Date: 2015-11-04
Install the following tools:
imagemagick
pdfsandwich
scantailor
You probably already have imagemagick
.
Say you have a scanned PDF file scan.pdf
.
Move it to a new directory and go to that directory.
Assume we have one or more PDFs in a directory /path/to/scan/
.
First we must get some images from the scanned PDF.
Option 1: pdfimages. Try running:
ls -U | grep -a -e '\.[Pp][Dd][Ff]$' | \
while read -r f
do
g=$(printf '%s' "$f" | sed -e 's/\.[^.]*$//')
pdfimages "$f" "$g"
done
The output images are in .pbm
or .ppm
format, depending on if they have color or not.
Take a look at these images, if they are not 1 image per page, then you’ll have to do option 2.
The tool we use in the next step does not recognize Netpbm formats, so convert the images to .png
files.
ls -U | grep -a -e '\.p[bp]m$' | \
while read -r f
do
g=$(printf '%s' "$f" | sed -e 's/\.[^.]*$//')
pnmtopng "$f" > "$g".png
done
Option 2: imagemagick. This option takes a longer time and will not correlate exactly with the original scan.

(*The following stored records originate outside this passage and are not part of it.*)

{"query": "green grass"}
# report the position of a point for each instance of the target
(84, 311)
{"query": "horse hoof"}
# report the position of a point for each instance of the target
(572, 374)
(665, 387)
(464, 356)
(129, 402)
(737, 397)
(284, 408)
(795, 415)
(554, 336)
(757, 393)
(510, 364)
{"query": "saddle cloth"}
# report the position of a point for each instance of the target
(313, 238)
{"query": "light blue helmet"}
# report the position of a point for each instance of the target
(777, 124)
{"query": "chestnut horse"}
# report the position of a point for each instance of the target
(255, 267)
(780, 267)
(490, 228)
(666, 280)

ls -U | grep -a -e '\.[Pp][Dd][Ff]$' | \
while read -r f
do
g=$(printf '%s' "$f" | sed -e 's/\.[^.]*$//')
convert -density 400 "$f" "$g".png
done
Run scantailor
and create a new project in the directory with all of the .png
files.
Let the output directory be out/
.
This tool lets you reorient the pages, split them, make text darker, etc.
It is very helpful for file size and OCR.
After fixing up the formatting and exporting, stitch together the output images into all.pdf
.
{ ls -v out/*.tif ; echo all.tif ; } | xargs -d '\n' tiffcp
tiff2pdf -o all.pdf -u m -p "letter" -F all.tif
You can also specify a title and author for the PDF using the -t
and -a
flags respectively.
Here we use the pdfsandwich
tool to do OCR.
This runs tesseract
in the background using multiple processes if available.
Just run the following command to make a (hopefully) text-searchable final.pdf
.
pdfsandwich -o final.pdf all.pdf